European Interest

EU foreign ministers discuss IS foreign fighters, Venezuela and Yemen

“It certainly is not as easy as people in America imagine,” Germany's Foreign Minister Heiko Maas said on Monday.

US President Donald Trump‘s call on Twitter for European countries to repatriate foreign “Islamic State” fighters captured in Syria was discussed by the European Union’s foreign ministers who met in Brussels on February 18. And they pushed back.

“It certainly is not as easy as people in America imagine,” Germany’s Foreign Minister Heiko Maas said on Monday. His Austrian counterpart, Karin Kneissl, said she couldn’t comprehend the call, saying it would be in “nobody’s interest” to release foreign fighters who had been captured by the international coalition and Kurdish fighters.

As reported by Deutsche Welle (DW), Germany’s international broadcaster, Hungarian Foreign Minister Peter Szijjarto also dismissed the idea, saying: “Our major endeavour now should be not to allow them to come back to Europe.”

Jean Asselborn, Luxembourg’s foreign minister, criticised Trump for raising the issue on Twitter. “If we want to find a sensible solution, then we have to discuss this and not send tweets back and forth.

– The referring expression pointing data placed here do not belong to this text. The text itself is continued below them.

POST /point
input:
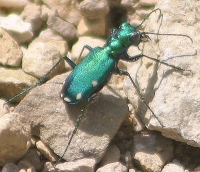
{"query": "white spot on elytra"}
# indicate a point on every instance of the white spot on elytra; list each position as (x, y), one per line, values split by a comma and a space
(67, 99)
(94, 83)
(78, 96)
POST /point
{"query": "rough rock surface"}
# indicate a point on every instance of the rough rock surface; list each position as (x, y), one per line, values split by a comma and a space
(172, 95)
(55, 121)
(152, 151)
(15, 138)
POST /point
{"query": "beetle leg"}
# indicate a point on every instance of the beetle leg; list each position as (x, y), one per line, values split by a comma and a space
(39, 82)
(123, 72)
(126, 57)
(70, 62)
(166, 64)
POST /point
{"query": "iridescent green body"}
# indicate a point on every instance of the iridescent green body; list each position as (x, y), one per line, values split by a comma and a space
(89, 76)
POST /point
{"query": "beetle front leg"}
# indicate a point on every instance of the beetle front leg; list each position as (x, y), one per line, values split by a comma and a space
(124, 72)
(128, 58)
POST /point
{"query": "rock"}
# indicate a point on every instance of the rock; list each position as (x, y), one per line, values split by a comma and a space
(45, 55)
(32, 14)
(148, 3)
(67, 10)
(3, 108)
(63, 28)
(13, 81)
(112, 155)
(128, 160)
(93, 9)
(83, 165)
(85, 40)
(31, 160)
(10, 167)
(55, 120)
(15, 4)
(152, 151)
(174, 166)
(10, 52)
(173, 96)
(95, 26)
(46, 151)
(21, 31)
(15, 138)
(113, 167)
(48, 35)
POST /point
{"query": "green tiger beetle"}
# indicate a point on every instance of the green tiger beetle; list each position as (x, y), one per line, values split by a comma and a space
(92, 74)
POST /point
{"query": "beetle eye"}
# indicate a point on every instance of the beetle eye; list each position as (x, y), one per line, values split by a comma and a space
(136, 38)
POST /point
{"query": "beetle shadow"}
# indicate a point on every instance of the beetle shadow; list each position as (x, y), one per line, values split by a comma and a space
(103, 116)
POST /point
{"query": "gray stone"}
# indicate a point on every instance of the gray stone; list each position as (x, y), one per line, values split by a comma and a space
(95, 27)
(15, 4)
(63, 28)
(85, 40)
(172, 95)
(46, 151)
(15, 138)
(41, 57)
(113, 167)
(31, 160)
(55, 120)
(10, 167)
(83, 165)
(13, 81)
(174, 166)
(152, 151)
(21, 31)
(32, 14)
(10, 52)
(112, 155)
(93, 9)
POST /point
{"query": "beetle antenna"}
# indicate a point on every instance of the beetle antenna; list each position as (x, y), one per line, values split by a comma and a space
(157, 9)
(167, 34)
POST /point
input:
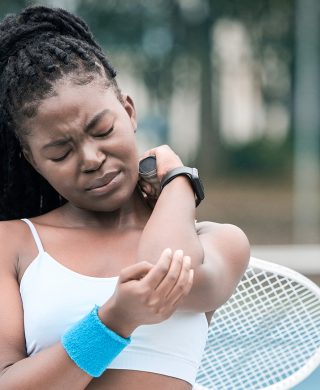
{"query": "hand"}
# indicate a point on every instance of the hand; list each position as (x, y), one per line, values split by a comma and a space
(166, 161)
(148, 294)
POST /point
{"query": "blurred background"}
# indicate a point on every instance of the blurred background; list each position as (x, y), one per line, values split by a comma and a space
(233, 87)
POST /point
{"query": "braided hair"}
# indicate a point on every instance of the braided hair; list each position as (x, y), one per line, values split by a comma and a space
(37, 48)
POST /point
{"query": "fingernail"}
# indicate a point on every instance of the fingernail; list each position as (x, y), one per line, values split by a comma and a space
(168, 251)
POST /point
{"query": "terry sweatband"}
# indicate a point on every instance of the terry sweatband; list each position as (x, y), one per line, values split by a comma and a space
(92, 345)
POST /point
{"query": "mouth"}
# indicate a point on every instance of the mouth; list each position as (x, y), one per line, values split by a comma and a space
(102, 182)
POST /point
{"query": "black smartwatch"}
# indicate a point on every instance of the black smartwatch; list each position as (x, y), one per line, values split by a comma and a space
(192, 175)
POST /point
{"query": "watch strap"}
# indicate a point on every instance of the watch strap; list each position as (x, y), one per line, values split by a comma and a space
(191, 173)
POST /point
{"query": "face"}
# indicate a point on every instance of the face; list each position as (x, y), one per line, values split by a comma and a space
(82, 142)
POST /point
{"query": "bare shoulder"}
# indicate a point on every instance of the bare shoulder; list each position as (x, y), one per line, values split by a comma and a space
(226, 242)
(12, 236)
(12, 345)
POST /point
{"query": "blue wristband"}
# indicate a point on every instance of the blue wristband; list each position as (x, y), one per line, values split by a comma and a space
(92, 345)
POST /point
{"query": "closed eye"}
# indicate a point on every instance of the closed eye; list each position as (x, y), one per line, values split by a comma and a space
(57, 159)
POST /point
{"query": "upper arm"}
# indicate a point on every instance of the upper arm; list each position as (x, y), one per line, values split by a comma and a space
(226, 250)
(12, 342)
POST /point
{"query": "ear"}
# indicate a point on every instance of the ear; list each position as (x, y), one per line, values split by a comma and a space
(29, 157)
(131, 111)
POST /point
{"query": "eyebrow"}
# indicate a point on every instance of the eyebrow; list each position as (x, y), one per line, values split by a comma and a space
(92, 123)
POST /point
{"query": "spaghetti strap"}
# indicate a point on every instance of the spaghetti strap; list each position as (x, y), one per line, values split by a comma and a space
(34, 234)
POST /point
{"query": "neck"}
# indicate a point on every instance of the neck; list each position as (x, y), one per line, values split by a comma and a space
(133, 214)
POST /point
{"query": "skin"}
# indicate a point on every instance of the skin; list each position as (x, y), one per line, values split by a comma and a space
(198, 273)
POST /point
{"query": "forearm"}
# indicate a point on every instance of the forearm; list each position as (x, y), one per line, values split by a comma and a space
(49, 369)
(172, 224)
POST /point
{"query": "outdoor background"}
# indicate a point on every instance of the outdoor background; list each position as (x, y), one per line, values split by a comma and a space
(233, 87)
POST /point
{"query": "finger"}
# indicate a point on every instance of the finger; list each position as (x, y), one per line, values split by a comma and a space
(135, 272)
(182, 284)
(173, 274)
(160, 269)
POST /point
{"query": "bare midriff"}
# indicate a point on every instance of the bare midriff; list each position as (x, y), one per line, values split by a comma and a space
(136, 380)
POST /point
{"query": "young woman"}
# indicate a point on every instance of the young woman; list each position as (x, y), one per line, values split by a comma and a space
(90, 293)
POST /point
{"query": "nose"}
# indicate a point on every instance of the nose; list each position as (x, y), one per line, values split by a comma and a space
(92, 157)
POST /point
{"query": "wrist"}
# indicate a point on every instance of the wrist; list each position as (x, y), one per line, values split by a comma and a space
(110, 317)
(191, 174)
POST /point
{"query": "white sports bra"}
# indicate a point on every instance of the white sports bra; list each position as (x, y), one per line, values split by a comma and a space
(55, 297)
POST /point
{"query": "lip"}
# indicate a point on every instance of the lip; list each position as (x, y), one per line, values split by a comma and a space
(102, 181)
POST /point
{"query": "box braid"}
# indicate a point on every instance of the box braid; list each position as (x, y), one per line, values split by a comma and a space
(37, 48)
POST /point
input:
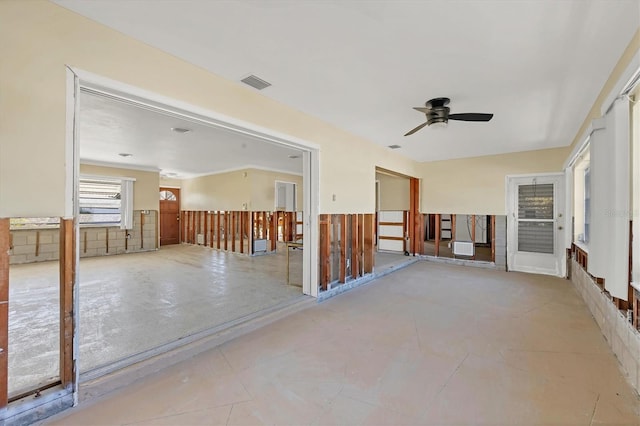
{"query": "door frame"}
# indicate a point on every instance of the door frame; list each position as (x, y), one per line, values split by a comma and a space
(161, 188)
(78, 79)
(560, 222)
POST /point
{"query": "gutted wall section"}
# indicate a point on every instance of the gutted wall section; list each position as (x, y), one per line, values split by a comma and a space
(39, 245)
(46, 38)
(394, 192)
(145, 188)
(477, 185)
(248, 189)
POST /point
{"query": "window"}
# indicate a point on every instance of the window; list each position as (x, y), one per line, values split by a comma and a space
(166, 195)
(33, 222)
(100, 201)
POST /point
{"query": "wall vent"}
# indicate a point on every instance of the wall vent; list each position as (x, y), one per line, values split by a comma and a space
(255, 82)
(463, 248)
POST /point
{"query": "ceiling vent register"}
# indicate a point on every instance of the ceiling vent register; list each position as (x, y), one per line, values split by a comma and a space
(255, 82)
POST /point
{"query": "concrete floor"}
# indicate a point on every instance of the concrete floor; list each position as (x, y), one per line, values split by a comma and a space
(135, 302)
(482, 253)
(430, 344)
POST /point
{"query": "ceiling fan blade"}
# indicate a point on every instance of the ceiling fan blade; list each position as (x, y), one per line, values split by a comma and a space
(471, 116)
(417, 128)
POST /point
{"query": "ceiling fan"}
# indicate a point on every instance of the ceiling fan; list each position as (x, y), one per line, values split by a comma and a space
(437, 113)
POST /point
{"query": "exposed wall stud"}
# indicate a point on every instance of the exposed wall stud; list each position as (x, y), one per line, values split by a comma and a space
(5, 246)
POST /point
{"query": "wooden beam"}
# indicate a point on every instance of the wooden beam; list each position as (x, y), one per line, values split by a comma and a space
(368, 248)
(437, 241)
(5, 246)
(343, 248)
(355, 249)
(67, 274)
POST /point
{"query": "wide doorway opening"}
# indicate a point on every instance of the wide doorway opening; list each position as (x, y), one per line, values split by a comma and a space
(178, 234)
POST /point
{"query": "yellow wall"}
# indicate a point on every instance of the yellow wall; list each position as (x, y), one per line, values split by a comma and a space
(394, 192)
(40, 38)
(145, 189)
(616, 73)
(223, 191)
(169, 182)
(263, 189)
(249, 189)
(477, 185)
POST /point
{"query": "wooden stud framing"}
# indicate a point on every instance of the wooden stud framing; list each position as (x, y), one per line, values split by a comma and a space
(453, 227)
(232, 234)
(355, 248)
(226, 231)
(325, 251)
(141, 231)
(218, 229)
(437, 241)
(343, 248)
(206, 228)
(493, 238)
(67, 271)
(251, 233)
(5, 245)
(414, 211)
(273, 231)
(368, 247)
(406, 231)
(473, 235)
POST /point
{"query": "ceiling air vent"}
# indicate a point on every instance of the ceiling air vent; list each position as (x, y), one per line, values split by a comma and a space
(255, 82)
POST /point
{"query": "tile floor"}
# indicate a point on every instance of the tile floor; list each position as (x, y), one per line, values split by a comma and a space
(430, 344)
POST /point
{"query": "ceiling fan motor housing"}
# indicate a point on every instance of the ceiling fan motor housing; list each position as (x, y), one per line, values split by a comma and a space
(438, 115)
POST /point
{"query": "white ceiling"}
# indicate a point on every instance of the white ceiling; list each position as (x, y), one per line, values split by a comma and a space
(109, 128)
(538, 65)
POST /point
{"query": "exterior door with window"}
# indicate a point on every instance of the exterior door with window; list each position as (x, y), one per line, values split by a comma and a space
(535, 220)
(169, 216)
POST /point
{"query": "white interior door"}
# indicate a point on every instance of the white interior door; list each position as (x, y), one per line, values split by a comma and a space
(535, 215)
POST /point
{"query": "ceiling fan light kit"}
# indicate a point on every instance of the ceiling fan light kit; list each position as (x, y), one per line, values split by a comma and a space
(437, 113)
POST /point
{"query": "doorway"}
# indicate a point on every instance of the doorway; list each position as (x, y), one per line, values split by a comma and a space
(169, 216)
(535, 219)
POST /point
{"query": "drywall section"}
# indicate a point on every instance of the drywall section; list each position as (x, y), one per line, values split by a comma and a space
(221, 191)
(44, 38)
(394, 192)
(39, 245)
(263, 193)
(145, 188)
(240, 190)
(170, 182)
(477, 185)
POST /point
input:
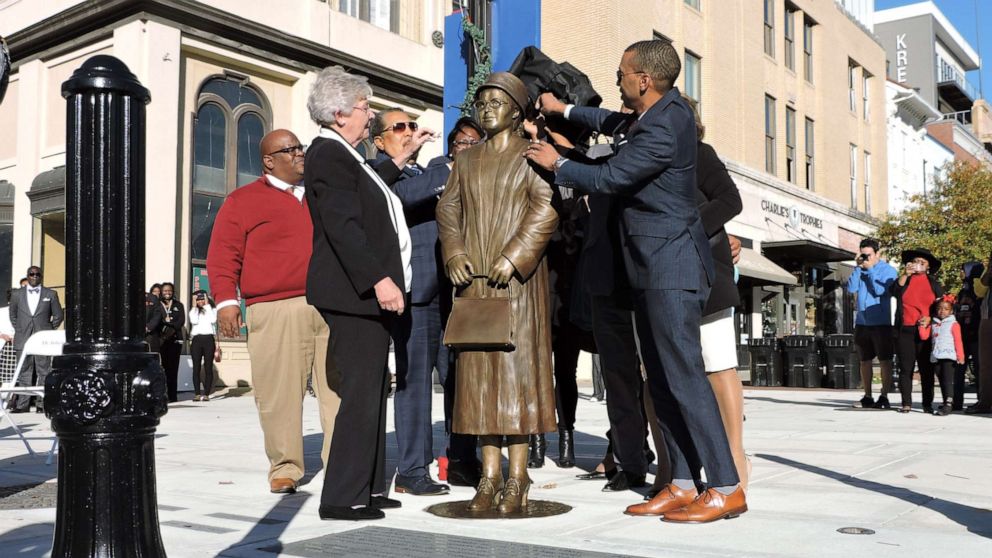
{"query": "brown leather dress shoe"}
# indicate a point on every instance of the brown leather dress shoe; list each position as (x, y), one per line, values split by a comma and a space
(282, 486)
(669, 499)
(710, 506)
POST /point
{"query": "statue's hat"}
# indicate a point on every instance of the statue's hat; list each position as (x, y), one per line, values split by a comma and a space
(509, 84)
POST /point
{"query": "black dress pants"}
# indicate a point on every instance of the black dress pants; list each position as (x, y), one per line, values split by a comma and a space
(170, 351)
(914, 352)
(566, 346)
(944, 369)
(357, 348)
(201, 349)
(970, 354)
(613, 329)
(688, 414)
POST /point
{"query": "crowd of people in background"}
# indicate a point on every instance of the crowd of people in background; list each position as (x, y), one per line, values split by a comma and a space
(931, 333)
(167, 333)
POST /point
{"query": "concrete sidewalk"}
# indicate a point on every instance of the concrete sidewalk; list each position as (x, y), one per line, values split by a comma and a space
(920, 482)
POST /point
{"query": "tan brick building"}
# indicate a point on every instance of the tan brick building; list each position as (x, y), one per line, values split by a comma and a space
(793, 98)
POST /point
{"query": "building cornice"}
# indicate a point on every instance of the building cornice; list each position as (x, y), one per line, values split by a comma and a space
(199, 19)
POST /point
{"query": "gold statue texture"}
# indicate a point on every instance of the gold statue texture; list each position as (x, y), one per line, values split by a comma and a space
(495, 218)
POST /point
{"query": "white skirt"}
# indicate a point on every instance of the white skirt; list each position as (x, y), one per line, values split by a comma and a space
(717, 337)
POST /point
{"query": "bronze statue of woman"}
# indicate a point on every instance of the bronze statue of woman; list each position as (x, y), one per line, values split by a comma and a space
(495, 218)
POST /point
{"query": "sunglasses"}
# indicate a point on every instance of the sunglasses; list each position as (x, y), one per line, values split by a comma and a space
(401, 127)
(292, 150)
(620, 74)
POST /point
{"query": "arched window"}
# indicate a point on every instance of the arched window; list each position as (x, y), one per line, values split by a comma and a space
(231, 118)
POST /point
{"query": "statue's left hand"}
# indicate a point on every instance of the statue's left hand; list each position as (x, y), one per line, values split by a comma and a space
(542, 154)
(501, 271)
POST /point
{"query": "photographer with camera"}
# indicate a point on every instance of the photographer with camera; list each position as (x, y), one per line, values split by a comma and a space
(916, 292)
(873, 334)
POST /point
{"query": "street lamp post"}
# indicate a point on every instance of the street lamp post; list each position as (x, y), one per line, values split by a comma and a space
(106, 392)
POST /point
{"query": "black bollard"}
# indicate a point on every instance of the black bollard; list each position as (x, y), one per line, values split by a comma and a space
(106, 392)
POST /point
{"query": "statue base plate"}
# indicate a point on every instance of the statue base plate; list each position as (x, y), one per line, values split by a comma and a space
(534, 509)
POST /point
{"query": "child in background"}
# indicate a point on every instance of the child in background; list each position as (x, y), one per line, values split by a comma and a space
(948, 348)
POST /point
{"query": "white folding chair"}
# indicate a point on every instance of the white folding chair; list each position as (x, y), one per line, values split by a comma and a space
(42, 343)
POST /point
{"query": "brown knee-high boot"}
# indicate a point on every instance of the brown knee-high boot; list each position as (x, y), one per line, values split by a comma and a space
(490, 487)
(514, 496)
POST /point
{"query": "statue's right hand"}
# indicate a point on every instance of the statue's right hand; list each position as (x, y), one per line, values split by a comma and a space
(460, 270)
(229, 320)
(548, 104)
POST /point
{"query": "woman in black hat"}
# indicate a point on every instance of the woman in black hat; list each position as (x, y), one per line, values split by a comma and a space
(915, 291)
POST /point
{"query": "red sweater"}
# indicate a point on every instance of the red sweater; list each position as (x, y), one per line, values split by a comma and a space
(261, 242)
(917, 299)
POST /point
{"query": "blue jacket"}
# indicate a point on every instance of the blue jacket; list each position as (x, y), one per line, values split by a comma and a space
(652, 179)
(874, 299)
(419, 194)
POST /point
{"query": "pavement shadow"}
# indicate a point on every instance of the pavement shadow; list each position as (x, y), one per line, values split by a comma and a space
(27, 469)
(268, 530)
(31, 541)
(976, 520)
(840, 404)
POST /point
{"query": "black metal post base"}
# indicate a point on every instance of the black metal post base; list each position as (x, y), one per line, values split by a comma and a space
(105, 407)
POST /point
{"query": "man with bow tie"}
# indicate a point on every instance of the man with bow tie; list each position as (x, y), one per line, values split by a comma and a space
(417, 334)
(33, 308)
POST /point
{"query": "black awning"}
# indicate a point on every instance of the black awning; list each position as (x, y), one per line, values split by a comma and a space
(804, 252)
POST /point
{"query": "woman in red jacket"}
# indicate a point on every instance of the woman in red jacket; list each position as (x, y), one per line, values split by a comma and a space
(915, 292)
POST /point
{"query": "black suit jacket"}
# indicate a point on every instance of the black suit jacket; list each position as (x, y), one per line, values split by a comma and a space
(47, 315)
(354, 244)
(719, 202)
(419, 194)
(653, 179)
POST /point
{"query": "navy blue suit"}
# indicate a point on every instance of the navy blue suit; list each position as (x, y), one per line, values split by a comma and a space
(669, 267)
(417, 333)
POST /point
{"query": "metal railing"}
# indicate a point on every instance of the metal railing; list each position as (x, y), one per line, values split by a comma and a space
(963, 117)
(948, 73)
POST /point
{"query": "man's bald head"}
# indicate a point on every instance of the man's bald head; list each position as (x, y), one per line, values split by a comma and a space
(282, 156)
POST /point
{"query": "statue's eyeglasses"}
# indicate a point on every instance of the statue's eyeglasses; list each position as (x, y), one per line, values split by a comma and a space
(494, 104)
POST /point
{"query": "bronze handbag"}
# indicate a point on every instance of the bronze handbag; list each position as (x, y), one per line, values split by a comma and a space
(479, 324)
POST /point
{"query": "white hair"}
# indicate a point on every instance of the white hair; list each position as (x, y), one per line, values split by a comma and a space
(335, 90)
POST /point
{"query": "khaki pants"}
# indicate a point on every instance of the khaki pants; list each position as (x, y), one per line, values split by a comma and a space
(286, 340)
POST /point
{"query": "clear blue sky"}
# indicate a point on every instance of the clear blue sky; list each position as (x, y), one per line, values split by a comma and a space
(962, 14)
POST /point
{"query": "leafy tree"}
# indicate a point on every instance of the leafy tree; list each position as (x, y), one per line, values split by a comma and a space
(954, 221)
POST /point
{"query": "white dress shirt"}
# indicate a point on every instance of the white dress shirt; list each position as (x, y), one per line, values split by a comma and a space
(395, 207)
(295, 189)
(34, 297)
(203, 324)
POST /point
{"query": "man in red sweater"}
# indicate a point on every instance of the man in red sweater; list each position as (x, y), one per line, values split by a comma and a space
(260, 244)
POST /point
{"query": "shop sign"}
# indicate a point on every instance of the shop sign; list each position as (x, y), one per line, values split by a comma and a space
(792, 213)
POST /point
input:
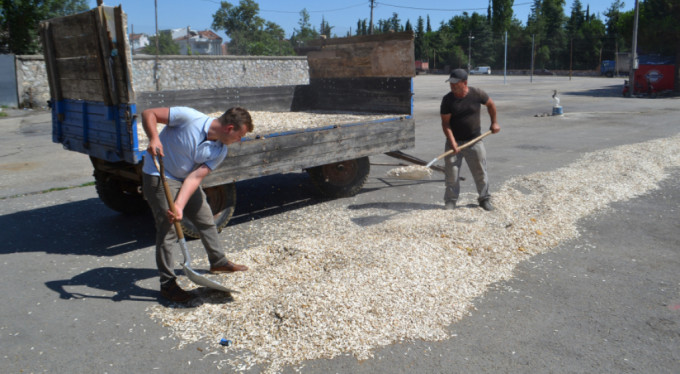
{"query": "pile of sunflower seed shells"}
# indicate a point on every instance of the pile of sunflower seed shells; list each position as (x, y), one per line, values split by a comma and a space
(323, 290)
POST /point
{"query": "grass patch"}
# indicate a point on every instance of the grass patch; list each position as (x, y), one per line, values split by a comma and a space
(48, 191)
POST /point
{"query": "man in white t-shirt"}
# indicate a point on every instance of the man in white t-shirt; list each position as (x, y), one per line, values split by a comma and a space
(192, 144)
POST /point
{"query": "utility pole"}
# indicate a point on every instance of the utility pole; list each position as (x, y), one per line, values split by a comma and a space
(470, 37)
(633, 61)
(531, 78)
(505, 60)
(370, 26)
(156, 67)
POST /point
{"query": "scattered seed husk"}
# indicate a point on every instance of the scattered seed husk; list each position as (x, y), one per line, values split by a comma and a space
(322, 290)
(411, 172)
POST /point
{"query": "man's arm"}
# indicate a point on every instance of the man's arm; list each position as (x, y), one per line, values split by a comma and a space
(189, 186)
(446, 119)
(491, 108)
(150, 118)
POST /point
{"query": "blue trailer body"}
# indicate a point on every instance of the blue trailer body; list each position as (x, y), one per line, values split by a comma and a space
(102, 131)
(95, 110)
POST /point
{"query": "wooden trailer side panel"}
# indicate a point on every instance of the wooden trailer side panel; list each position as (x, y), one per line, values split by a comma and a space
(86, 55)
(296, 151)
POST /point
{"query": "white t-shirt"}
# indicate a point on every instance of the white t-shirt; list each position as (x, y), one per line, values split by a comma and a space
(185, 145)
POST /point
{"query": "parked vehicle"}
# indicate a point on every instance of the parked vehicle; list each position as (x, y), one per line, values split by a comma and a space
(481, 70)
(422, 66)
(543, 72)
(95, 111)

That does not make sense.”

Venezuela an Yemen

The EU foreign ministers also discussed calls for new elections in Venezuela where opposition politician Juan Guaido declared himself acting president in an effort to oust President Nicolas Maduro.

More than 40 countries have recognised the move, as has the European Parliament.

Multiple foreign ministers, including France’s Jean-Yves Le Drian and Romania’s Teodor Melescanu, said that new elections were the only way out of the political impasse, reported DW.

As regards Yemen, the EU foreign ministers welcomed a ceasefire agreement between the Yemeni government and Houthi rebels, which the two parties reached in Stockholm, Sweden in December.

“The EU reaffirms that only a negotiated and inclusive political solution can end the conflict in Yemen,” a statement from European Council read.